A Complete Zero-to-Hero Guide to Kubernetes Cluster AutoScaler which allows scaling the number of nodes based on the resource requests and avoids having your pods waiting in the Pending State.
Kubernetes is feature filled with all the good-ness one of which is scaling, it’s often & assumption that Kubernetes comes with AutoScaling **as default, but that’s hardly the case, we often need to tweak the bars to make things actually work. Today we would discuss how we can use *Kubernetes Cluster AutoScaler *to **scale Kubernetes Nodes.

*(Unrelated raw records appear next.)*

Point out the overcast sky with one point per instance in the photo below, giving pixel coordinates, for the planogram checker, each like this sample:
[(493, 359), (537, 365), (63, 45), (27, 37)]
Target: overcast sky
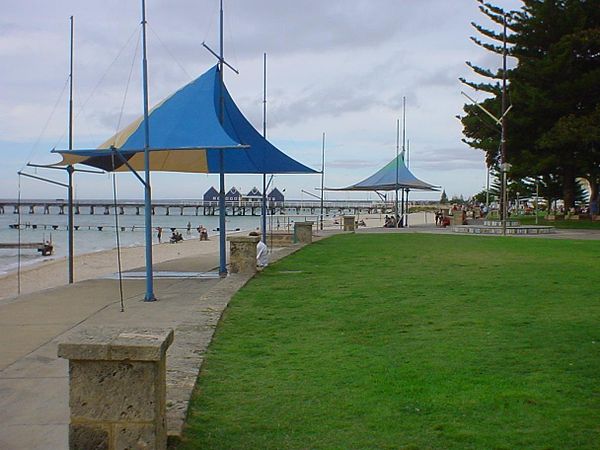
[(340, 66)]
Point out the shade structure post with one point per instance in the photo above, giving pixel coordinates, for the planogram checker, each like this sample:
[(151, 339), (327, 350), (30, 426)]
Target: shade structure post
[(222, 231), (149, 296), (263, 212)]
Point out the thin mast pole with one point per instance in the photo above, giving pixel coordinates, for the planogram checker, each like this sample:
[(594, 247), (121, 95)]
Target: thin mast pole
[(222, 240), (264, 199), (396, 210), (149, 297), (322, 178), (407, 189), (403, 149), (503, 137), (70, 169)]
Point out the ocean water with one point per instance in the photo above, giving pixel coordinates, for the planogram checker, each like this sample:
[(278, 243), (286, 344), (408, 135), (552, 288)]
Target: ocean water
[(89, 239)]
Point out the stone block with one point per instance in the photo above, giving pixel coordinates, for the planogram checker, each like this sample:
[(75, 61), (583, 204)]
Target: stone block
[(88, 437), (303, 232), (112, 390), (117, 388), (135, 437), (242, 254)]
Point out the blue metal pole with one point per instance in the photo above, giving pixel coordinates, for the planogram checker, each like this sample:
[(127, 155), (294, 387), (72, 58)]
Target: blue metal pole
[(149, 296), (264, 199), (222, 240)]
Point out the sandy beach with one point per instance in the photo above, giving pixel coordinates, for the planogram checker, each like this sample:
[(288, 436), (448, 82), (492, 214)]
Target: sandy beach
[(54, 273), (50, 274)]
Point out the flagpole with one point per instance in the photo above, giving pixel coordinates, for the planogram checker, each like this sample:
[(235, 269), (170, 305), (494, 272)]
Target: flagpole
[(149, 296), (70, 169), (403, 151), (322, 178), (397, 155)]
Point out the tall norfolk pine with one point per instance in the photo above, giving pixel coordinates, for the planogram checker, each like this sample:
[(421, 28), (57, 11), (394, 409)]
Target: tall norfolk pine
[(553, 127)]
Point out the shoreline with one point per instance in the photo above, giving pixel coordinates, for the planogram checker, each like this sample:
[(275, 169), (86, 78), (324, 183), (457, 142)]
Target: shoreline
[(54, 272)]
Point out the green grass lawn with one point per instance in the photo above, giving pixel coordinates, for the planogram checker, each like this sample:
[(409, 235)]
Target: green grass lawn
[(409, 341), (582, 224)]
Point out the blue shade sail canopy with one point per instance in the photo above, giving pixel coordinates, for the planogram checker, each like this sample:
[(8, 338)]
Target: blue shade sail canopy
[(386, 179), (186, 135)]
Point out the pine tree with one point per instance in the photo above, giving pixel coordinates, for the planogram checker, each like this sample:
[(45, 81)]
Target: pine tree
[(444, 198), (553, 127)]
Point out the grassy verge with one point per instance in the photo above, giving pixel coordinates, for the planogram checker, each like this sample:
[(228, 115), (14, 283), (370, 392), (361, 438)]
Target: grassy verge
[(582, 224), (409, 341)]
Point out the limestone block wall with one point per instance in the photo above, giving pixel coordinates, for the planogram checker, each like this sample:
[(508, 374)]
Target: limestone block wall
[(117, 388), (242, 253), (349, 223), (303, 232)]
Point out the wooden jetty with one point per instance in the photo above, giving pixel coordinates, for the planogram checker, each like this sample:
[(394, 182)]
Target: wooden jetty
[(190, 207)]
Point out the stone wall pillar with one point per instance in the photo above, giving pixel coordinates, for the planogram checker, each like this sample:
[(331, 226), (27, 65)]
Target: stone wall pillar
[(349, 223), (303, 232), (117, 388), (242, 254)]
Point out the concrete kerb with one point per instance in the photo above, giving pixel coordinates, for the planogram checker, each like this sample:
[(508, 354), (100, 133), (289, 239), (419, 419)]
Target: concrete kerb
[(185, 356)]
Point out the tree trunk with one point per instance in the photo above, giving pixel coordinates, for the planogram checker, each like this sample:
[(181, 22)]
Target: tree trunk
[(594, 196), (568, 188)]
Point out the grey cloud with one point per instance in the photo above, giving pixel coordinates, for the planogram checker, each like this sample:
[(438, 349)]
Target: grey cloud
[(451, 158), (350, 164)]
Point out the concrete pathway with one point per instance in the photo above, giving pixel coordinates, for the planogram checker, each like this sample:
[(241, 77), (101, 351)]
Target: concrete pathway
[(34, 410)]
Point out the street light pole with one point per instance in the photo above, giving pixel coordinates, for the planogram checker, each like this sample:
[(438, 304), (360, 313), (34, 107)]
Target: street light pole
[(503, 163)]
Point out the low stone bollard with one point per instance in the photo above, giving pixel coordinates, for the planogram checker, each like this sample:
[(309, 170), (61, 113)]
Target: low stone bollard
[(242, 252), (303, 232), (349, 223), (117, 388)]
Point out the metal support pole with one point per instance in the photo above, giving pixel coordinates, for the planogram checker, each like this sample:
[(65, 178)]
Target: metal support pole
[(396, 209), (222, 231), (503, 136), (322, 178), (149, 296), (70, 169), (264, 191)]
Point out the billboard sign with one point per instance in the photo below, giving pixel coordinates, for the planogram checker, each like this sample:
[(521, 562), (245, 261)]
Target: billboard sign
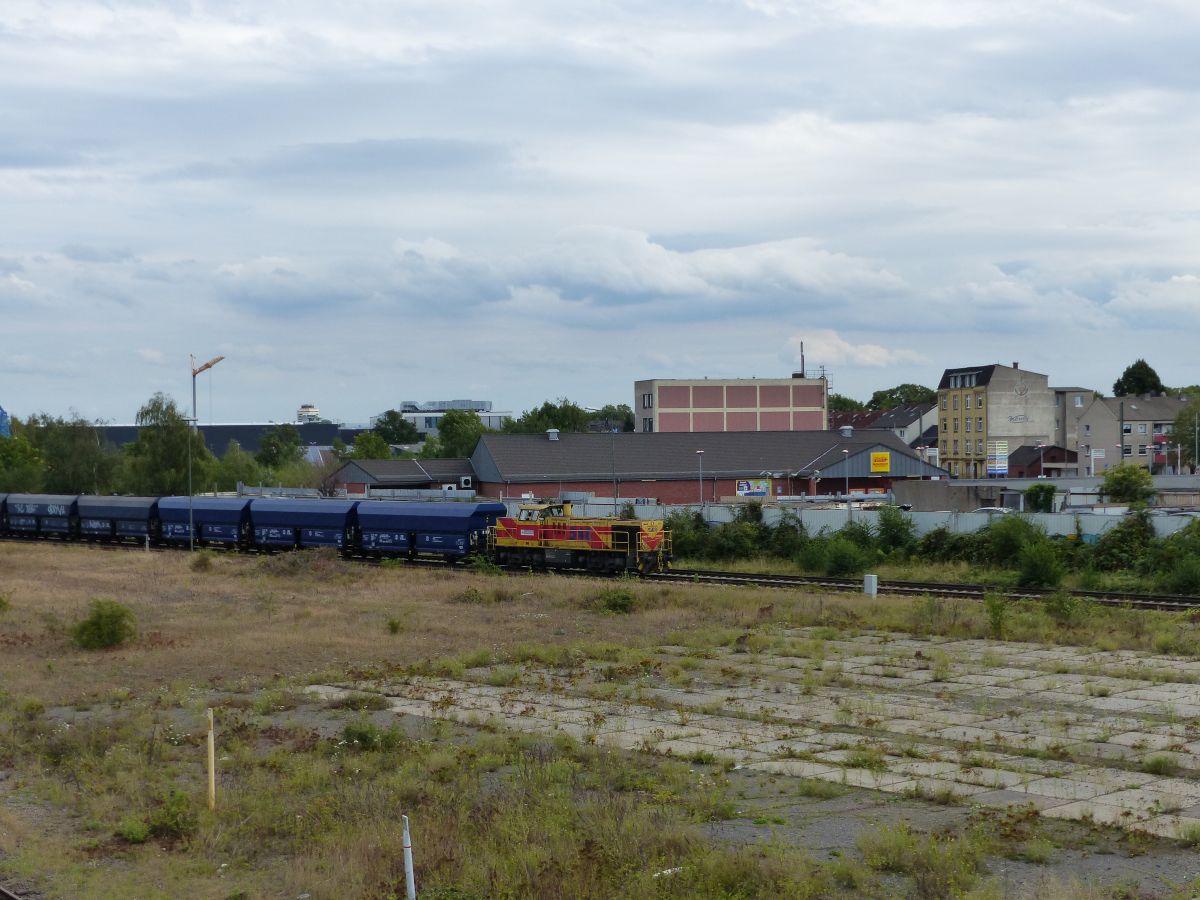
[(997, 459), (754, 487)]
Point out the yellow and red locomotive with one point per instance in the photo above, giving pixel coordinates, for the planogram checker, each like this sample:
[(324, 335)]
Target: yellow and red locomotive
[(546, 535)]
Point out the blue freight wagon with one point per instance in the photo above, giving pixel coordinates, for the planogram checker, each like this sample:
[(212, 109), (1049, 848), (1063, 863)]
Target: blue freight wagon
[(447, 529), (217, 520), (287, 525), (42, 515), (118, 517)]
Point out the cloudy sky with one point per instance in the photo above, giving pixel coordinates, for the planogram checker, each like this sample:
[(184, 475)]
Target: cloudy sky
[(360, 203)]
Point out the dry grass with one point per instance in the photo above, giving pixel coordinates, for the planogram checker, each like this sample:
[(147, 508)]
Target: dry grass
[(243, 624)]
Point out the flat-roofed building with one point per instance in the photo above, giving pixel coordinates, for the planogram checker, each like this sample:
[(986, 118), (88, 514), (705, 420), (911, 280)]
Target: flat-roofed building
[(717, 405)]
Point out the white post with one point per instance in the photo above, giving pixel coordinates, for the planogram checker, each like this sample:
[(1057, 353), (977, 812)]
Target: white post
[(213, 763), (409, 879)]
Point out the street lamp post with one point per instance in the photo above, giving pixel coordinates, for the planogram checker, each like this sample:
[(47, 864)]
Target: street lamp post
[(845, 465), (196, 371)]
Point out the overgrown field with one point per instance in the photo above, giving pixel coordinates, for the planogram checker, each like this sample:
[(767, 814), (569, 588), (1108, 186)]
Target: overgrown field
[(102, 750), (1012, 551)]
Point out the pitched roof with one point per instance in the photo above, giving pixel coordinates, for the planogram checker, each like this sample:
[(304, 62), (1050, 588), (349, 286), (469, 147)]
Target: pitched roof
[(666, 456), (1159, 409), (405, 472)]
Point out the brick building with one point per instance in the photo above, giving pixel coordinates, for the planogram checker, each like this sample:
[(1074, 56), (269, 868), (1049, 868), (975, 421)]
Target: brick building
[(714, 405)]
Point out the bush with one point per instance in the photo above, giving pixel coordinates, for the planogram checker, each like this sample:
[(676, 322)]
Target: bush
[(844, 557), (203, 561), (174, 819), (108, 624), (1038, 565), (1128, 545), (897, 531), (366, 736), (1039, 498), (1183, 579), (619, 600)]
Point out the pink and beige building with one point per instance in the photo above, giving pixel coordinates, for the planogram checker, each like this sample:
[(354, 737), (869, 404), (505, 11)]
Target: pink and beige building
[(714, 405)]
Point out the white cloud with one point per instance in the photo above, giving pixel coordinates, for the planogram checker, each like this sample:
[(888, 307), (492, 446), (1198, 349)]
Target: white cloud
[(826, 346)]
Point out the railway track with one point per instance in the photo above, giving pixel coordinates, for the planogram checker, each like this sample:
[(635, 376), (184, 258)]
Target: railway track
[(1170, 603)]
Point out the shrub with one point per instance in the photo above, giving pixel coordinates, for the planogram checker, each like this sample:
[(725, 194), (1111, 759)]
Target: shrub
[(366, 736), (859, 533), (619, 600), (132, 829), (897, 531), (996, 609), (108, 624), (845, 558), (1183, 579), (1128, 545), (174, 817), (1039, 498), (1038, 565)]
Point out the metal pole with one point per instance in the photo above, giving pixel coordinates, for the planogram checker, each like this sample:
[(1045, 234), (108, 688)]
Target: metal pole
[(409, 879)]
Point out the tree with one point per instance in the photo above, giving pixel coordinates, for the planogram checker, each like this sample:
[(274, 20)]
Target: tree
[(156, 463), (280, 447), (1039, 498), (838, 403), (77, 461), (370, 445), (395, 429), (615, 417), (903, 395), (459, 432), (21, 466), (564, 415), (1128, 484), (237, 466), (1137, 381)]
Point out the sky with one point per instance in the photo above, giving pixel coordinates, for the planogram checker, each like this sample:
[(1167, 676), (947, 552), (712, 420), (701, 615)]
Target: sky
[(363, 203)]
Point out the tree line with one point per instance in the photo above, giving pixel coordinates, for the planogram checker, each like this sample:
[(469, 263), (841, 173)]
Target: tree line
[(69, 455)]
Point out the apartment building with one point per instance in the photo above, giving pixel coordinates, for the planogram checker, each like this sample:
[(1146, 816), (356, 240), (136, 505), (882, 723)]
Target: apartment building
[(1132, 430), (988, 412), (719, 405)]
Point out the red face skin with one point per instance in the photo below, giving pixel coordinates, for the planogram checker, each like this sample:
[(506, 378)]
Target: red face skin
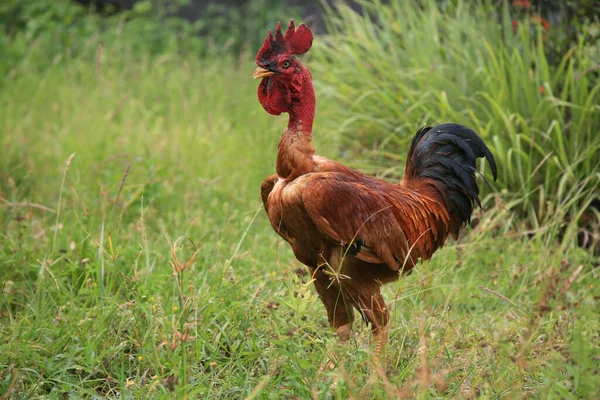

Cluster Autoscaler is an amazing utility that automatically upscales & down-scales the number of nodes based on the request of the resource for pods.
Cluster Autoscaler can be used to scale both the Kubernetes Control Plane(master nodes) or Data plane (worker nodes aka minion). For the purpose of this demo, we would choose an AWS-based on-premise cluster provisioned using KOPS.
In order for Cluster AutoScaler deployment to authenticate to AWS and scale the number of nodes, there are a couple of ways to do so.
Attaching the nodes IAM policy with appropriate permissions.
Creating an IAM user and create Kubernetes secrets and attaching the secrets to Cluster AutoScaler Deployment.
Kubernetes Cluster (v.1.14.0+ preferably)
Cluster Autoscaler follows a cycle through which it continuously checks if there is any pod that is Pending state because of inadequate resources of the available nodes in the cluster, if that's the case it adds new nodes to make sure the pods get scheduled. The way it determines is also based on the request which is specified the pod spec, that's why it's pretty much expected to make sure that we provide a realistic request value to the pods (nothing less, nothing more)
Cluster Autoscaler decreases the number of nodes that are consistently unneeded for a significant amount of time. A node is unneeded when it has low utilization and all of its important pods can be moved elsewhere.
In this demo, we would be using an on-premise Kubernetes Cluster already set up on AWS using kops.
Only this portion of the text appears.